2 “Irreversible electrostatic deposition of Prussian blue from colloidal solutions” Regina Cisternas, Eduardo Muñoz, Rodrigo Henríquez, Ricardo Córdova, Heike Kahlert, Ulrich Hasse, Fritz Scholz, Journal of Solid State Electrochemistry 15, 11-12 (2011) 2461-2468
Abstract: Prussian blue (PB) can be deposited from colloidal solutions (5.4 × 10−3 molPB L-1, 0.01 mol L-1KNO3) on glassy carbon, either by potential cycling or potentiostatically, provided that the deposition potential is more positive than −0.2 V vs. Hg/Hg2Cl2. Depending on the deposition potential, the PB particles form either a single layer of Everitt’s salt, of PB, or multilayers of Berlin green. Also depending on the electrode potential, the deposition was accompanied by currents which were either only of capacitive nature, or represent the sum of capacitive and faradaic currents. The currents were always limited by the diffusion of the colloidal particles to the electrode surface, i.e., they obeyed the Cottrell equation. The PB layers were characterized by in situ atomic force microscopy.

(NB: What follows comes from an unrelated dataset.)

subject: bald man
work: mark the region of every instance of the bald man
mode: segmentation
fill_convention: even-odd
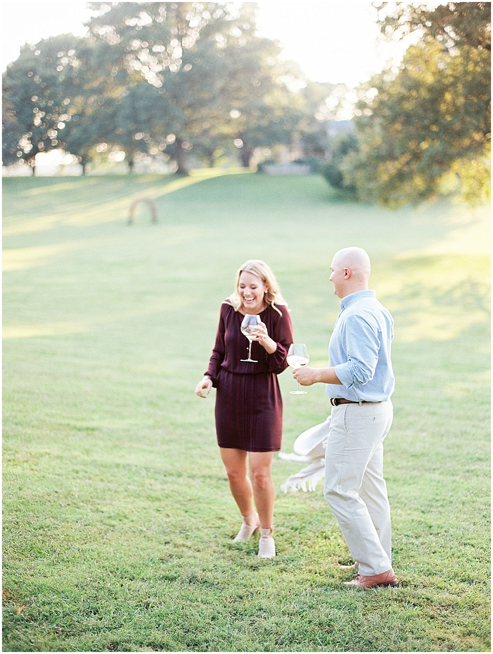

1 “Characterization of natural tetrahedrite/aqueous solutions system by electrochemical techniques” Paula Grez, Ricardo Schrebler, Rodrigo Henríquez, Regina Cisternas, Marcos Orellana, Ricardo Córdova, Journal of Electroanalytical Chemistry 628, 1-2 (2009) 134-143
Abstract: The electrochemical behavior of the natural tetrahedrite in quiescent solutions covering a wide pH range was investigated using cyclic voltammetry (CV), open circuit potential (OCP), stationary polarization (SP) and electrochemical impedance spectroscopy (EIS) techniques. During the electrooxidation, the following processes might occur: (i) a redox internal process through which Cu(I) ions, present in the mineral tetrahedrite structure, are oxidized to Cu(II) ions, the possible mechanism for this process would be a hopping electron diffusion, (ii) the formation of a surface copper-depleted polysulfide film together with a release of Cu(I) from the mineral structure, and (iii) the Cu(I) ions freed from the tetrahedrite structure, according to pH solution and potential applied to the interface electrode/solution, can evolve to cupric ion or oxygen-containing Cu(II) species (oxo–hydroxo compounds). When the formation of oxo–hydroxo compounds takes place, the surface film becomes more complex but the electrode surface does not become fully passive possibly due to an irregular arrangement of its constituent species. During the electroreduction of tetrahedrite, the release of sulfur occurs and the consequent formation of Cu2S and antimony sulfurs with different stoichiometry would take place.